Vivre avec les loups – Sortir du clivage pour ou contre

Vivre avec les loups : en sus du film, sorti en ce début d’année 2024, les éditions La Salamandre publient un livre.

Vivre avec les loups, film de Jean-Michel Bertrand, sorti le 24 janvier, a déjà fait couler beaucoup d’encre. Car le retour du loup en France, depuis une trentaine d’années, provoque bien des tensions. Le réalisateur n’en est pas à son coup d’essai : après s’être intéressé aux aigles, autres prédateurs d’envergure (Vertige d’une rencontre, 2010), il lui a consacré deux documentaires, La Vallée des loups (2017) et Marche avec les loups (2020). Des œuvres où il ne dissimule pas sa fascination pour l’animal, dont il suit l’évolution dans les Alpes, où il vit. Et qui ont déclenché de fortes réactions chez ceux – éleveurs, chasseurs notamment – qui s’opposent à la dissémination croissante des meutes dans les interstices de notre société. Ce troisième opus, s’il revient sur l’éthologie lupine, va au delà, pour s’intéresser plus précisément, plus philosophiquement aussi, aux relations entre l’homme et le grand canidé, culturellement chargé d’une symbolique puissante, ancrée dans le temps long.

Rencontrer ceux qui sont sur le terrain

La Salamandre, maison d’édition franco-suisse, dont nous avions interviewé le fondateur, Julien Perrot, dans le cadre de notre série sur la faune sauvage, édite un bel ouvrage, complément idéal du film (même s’il peut tout à fait être lu indépendamment).
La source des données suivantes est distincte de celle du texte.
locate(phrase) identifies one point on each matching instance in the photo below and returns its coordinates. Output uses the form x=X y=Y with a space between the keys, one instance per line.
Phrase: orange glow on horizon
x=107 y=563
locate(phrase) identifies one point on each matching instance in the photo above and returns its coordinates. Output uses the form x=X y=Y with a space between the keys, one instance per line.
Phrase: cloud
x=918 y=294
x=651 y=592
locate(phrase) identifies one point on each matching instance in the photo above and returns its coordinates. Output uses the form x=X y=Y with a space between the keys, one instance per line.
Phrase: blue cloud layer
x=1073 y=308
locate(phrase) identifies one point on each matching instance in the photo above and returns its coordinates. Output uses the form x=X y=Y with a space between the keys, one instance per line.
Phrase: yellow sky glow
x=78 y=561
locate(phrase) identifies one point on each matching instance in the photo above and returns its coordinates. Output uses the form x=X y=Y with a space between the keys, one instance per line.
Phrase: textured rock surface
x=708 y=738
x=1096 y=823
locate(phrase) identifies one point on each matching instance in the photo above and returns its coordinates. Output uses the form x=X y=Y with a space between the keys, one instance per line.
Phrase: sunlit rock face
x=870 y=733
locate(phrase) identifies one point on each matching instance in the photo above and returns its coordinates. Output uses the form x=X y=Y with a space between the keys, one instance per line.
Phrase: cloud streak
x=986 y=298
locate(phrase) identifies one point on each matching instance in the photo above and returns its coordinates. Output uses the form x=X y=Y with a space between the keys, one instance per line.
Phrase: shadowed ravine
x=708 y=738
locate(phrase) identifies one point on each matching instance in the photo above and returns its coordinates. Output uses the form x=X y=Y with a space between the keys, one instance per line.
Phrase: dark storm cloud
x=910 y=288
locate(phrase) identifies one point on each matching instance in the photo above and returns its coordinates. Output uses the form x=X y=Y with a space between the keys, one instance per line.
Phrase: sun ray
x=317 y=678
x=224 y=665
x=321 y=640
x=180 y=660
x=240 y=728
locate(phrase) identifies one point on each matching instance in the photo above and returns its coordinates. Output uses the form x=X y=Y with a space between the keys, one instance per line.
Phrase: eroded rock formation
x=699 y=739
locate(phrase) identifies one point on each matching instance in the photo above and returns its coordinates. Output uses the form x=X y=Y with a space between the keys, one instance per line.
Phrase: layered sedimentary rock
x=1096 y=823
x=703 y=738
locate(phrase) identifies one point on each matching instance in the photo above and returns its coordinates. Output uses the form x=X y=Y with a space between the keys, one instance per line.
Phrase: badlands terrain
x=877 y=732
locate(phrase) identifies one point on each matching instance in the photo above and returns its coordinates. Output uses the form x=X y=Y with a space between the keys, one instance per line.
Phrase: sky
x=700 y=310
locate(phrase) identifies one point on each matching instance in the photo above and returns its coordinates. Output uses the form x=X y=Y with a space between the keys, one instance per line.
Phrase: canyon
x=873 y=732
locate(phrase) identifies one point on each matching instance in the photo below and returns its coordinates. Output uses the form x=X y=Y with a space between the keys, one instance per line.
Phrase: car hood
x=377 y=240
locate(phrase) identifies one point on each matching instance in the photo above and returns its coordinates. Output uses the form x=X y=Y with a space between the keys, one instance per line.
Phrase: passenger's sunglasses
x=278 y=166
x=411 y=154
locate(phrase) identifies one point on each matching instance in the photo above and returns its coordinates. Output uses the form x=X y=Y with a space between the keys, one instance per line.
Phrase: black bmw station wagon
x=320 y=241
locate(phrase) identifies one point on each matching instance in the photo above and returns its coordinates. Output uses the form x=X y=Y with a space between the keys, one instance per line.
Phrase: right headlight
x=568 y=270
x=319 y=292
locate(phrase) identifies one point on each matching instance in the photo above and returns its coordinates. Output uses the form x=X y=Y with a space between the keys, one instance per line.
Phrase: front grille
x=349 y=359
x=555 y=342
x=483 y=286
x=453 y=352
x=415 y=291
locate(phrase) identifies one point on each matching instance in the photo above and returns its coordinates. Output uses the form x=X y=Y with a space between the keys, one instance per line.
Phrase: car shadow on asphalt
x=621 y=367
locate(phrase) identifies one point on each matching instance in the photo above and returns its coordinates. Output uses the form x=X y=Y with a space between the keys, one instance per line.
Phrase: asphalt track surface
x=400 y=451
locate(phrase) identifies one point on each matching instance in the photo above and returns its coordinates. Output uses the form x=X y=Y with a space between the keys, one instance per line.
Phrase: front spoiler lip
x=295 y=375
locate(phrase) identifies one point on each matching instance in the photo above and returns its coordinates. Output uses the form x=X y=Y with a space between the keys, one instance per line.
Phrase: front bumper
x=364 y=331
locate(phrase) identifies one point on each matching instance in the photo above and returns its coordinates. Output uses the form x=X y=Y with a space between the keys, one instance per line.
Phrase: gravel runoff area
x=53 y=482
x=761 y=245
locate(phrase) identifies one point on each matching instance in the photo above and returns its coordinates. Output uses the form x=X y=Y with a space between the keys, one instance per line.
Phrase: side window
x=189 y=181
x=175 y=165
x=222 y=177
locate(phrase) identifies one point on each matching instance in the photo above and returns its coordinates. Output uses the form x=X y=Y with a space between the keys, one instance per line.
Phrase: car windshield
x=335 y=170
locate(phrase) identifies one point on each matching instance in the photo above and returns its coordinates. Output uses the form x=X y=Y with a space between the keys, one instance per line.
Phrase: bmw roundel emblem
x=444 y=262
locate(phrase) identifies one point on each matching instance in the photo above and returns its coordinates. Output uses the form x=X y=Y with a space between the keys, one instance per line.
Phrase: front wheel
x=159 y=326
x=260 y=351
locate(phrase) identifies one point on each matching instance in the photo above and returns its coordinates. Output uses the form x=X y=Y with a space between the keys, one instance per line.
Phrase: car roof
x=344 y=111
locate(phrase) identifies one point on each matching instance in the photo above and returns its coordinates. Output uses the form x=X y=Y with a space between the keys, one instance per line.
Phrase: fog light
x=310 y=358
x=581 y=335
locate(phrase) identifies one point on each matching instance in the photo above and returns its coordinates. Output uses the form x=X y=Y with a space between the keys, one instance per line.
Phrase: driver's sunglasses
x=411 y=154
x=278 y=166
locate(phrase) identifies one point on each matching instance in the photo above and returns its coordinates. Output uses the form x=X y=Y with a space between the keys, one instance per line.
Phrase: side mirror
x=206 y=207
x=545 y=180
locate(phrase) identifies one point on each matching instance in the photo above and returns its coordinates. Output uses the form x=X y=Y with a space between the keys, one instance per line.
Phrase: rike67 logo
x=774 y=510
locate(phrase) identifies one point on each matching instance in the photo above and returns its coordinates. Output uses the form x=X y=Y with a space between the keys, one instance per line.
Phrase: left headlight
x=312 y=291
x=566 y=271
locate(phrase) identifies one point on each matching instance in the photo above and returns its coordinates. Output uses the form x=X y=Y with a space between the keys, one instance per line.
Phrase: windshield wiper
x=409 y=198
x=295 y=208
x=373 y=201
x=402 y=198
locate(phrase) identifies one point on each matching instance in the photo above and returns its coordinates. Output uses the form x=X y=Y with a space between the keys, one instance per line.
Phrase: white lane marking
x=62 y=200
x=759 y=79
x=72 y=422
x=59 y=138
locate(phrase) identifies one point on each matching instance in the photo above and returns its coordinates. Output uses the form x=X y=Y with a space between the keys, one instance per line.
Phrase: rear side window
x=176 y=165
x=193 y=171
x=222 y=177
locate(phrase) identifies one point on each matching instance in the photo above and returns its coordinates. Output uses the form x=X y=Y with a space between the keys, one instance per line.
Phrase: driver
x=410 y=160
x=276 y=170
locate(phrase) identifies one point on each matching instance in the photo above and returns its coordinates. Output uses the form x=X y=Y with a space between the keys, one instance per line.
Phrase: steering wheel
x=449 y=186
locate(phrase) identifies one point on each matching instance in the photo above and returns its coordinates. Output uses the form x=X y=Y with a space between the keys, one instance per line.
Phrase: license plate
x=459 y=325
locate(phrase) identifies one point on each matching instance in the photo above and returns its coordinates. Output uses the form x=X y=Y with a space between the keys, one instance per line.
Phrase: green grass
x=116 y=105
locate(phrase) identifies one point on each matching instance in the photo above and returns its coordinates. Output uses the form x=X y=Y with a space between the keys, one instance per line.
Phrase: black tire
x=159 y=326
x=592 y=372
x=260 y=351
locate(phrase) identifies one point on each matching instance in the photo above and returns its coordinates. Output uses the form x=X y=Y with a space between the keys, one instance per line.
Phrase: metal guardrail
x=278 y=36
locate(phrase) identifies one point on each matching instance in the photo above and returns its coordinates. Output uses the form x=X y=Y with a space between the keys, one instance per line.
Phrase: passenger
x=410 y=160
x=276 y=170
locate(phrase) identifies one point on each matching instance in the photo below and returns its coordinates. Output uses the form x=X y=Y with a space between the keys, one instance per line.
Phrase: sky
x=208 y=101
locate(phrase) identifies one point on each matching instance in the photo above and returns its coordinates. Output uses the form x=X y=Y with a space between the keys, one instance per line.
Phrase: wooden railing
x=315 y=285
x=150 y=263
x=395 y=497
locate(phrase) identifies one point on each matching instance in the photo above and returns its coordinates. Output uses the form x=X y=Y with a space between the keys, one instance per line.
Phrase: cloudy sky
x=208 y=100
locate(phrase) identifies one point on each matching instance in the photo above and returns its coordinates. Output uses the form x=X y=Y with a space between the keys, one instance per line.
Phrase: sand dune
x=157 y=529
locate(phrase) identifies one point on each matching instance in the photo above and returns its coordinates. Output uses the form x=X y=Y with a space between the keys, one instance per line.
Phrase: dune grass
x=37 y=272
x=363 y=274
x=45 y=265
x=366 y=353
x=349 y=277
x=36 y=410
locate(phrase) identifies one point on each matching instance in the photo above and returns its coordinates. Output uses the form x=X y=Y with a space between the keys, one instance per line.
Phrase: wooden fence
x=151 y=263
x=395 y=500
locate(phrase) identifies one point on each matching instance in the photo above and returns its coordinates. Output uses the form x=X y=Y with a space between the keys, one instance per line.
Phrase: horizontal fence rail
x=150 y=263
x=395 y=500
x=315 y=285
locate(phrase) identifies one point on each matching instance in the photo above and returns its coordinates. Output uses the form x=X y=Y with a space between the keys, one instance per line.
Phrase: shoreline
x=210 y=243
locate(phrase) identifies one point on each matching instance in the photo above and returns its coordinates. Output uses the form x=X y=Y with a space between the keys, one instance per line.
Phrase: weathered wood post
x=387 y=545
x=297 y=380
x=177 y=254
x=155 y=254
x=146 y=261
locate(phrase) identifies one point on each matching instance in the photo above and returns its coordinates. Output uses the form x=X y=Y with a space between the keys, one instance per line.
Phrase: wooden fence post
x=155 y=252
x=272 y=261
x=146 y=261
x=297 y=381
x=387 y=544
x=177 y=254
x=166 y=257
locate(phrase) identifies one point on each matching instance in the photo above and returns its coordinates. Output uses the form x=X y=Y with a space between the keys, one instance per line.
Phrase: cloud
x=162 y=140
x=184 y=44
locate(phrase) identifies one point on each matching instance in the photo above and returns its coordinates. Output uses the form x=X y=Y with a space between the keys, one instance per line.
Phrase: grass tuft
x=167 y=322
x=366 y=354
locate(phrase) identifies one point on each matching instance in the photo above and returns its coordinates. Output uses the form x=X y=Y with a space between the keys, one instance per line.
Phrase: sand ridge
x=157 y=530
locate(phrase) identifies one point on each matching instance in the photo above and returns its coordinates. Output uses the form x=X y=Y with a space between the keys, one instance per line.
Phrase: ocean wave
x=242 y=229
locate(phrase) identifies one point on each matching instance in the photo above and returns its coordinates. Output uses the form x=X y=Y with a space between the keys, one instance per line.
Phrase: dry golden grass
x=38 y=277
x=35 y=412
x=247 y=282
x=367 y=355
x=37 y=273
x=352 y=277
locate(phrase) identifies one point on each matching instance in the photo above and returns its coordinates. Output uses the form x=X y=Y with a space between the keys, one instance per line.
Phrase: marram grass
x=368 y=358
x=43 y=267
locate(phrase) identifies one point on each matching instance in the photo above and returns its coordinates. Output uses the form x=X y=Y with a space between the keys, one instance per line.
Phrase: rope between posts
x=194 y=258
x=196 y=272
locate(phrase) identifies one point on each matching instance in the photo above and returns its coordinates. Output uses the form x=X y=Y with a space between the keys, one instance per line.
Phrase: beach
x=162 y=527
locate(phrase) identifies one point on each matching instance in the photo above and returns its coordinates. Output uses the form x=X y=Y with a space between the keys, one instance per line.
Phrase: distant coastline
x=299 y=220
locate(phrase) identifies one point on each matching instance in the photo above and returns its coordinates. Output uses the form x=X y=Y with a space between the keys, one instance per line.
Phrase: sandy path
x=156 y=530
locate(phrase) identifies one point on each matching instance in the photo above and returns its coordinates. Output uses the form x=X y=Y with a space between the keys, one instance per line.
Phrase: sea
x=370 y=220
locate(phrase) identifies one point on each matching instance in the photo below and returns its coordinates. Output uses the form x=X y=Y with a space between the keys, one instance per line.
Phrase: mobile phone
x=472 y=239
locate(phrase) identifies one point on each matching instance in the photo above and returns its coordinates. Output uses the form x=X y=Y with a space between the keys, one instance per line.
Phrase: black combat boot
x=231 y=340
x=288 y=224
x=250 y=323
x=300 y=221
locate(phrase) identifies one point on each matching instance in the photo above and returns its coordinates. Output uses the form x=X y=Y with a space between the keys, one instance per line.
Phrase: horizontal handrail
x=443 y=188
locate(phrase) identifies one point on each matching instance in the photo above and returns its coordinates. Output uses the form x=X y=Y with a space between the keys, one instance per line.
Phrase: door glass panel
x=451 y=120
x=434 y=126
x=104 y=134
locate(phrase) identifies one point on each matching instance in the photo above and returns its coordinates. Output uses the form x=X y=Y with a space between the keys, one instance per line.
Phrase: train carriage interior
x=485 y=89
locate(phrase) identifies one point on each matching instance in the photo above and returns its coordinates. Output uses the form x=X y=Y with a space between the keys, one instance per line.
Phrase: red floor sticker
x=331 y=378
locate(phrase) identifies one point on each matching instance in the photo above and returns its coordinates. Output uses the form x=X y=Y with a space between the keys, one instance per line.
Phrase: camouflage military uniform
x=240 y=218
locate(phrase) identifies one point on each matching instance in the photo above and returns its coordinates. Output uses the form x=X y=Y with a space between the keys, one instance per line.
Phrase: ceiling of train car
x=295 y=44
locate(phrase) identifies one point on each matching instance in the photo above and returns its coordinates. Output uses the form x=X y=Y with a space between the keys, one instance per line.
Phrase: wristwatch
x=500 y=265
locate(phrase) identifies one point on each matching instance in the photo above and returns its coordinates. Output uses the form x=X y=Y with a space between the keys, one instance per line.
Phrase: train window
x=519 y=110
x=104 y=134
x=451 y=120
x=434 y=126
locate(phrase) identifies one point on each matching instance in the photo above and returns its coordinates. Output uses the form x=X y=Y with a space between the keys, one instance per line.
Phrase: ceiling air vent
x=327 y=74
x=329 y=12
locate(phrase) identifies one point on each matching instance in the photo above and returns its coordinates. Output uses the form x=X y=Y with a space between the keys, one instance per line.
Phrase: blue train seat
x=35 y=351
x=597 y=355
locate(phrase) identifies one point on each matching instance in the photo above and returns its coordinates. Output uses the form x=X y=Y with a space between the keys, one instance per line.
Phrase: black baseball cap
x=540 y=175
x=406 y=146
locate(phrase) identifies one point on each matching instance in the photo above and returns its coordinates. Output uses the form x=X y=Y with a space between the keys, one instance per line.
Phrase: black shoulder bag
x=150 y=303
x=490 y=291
Magnifiquement illustré – ah, les somptueuses pentes, et sentes, du Champsaur ! – il suit dans ses pérégrinations le cheminement de sa réflexion, et les rencontres humaines que Jean-Michel Bertrand a pu faire sur la piste des loups. Car loin de s’arrêter aux positions tranchées, le cinéaste a voulu donner la parole aux personnes qui, sur le terrain, sont confrontées à l’animal dans leur vie quotidienne, et l’abordent de manière sensible, pratique, nuancée. Des éleveurs, bergers, chasseurs, en plein questionnement sur la façon dont on peut coexister avec lui, plutôt que de choisir la voie de l’éradication. Le livre, de manière plus approfondie encore que le documentaire, fait état de leurs observations et analyses, dans une belle variété de points de vue. Des positions qui gagnent à être connues et relayées, au moment où le nouveau Plan national d’actions sur le loup prétend « concilier la conservation de l’espèce et le sauvetage du pastoralisme et de l’élevage » : chaque année, plus d’individus sont abattus en dérogation à leur statut protégé par la convention de Berne. La présidente de la Commission européenne Ursula von der Leyen se dit même prête à réviser ce statut, estimant, contre toutes les observations scientifiques réalisées depuis des décennies, que la concentration de meutes dans certaines régions est devenue un danger non seulement pour le bétail mais aussi, « potentiellement, pour l’homme ».

Démonter les idées reçues

Jean-Michel Bertrand est reparti des archives : on y constate à quel point les paysages montagnards du XIXe siècle étaient abîmés, quasiment lunaires, sous l’effet de la forte pression humaine et son cortège de déforestations. Devant, notamment, le risque de crues torrentielles, l’État a mis en œuvre à partir des années 1860 un vaste plan pour replanter des arbres, ce qui a conduit aux espaces alpins d’aujourd’hui, où l’on pourrait penser que la forêt a toujours eu sa place. Avec sa régénérescence, les ongulés sont réapparus, et dans leur sillage, le loup, depuis l’Italie dont il n’avait jamais disparu.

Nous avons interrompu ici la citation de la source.